It’s a good month to be a maker in Artificial Intelligence. March sees the launch of Nvidia’s Jetson Nano, the fourth board in their Jetson line for running robots and other autonomous machines. Earlier boards were more and more powerful, leading up to last year’s Jetson Xavier. Now, for the first time, Jetson is affordable to a hobby market — it costs just $99. If you’ve been interested in trying out Deep Learning to make a self-driven robot or other trained-rather-than-programmed creation, Jetson Nano occupies a sweet spot of power and price.

Nano is built for flexibility. It runs all the popular machine learning frameworks. If drawing 10W of power, comparable to a Raspberry Pi, is too much for your creation, it can down-power half its cores to run at 5W. And if you discover that you just can’t do without faster performance after making version 1 of your creation on Nano, the same deep learning models you built on Nano will run on the higher-end Jetsons, no changes needed.

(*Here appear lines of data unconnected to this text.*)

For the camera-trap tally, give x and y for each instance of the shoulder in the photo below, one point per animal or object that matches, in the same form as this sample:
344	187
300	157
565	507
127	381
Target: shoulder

Nvidia has launched Jetson with a few first projects to try out: HelloAI introduces Machine Learning concepts. Makers may want to skip straight to JetBot, a robot that can be put together for $250 in parts, Jetson included. Many hobby robots are limited to simple sensors like ultrasonic and laser rangefinders that tell them only how close the nearest thing in front of them is, so the robot knows when to dodge obstacles without knowing what it’s dodging. JetBot accomplishes the same feat with a camera, using its AI smarts to sort through actual pictures. Not only does it know when to dodge, run a second neural net in parallel and the Nano can know what it dodged, too.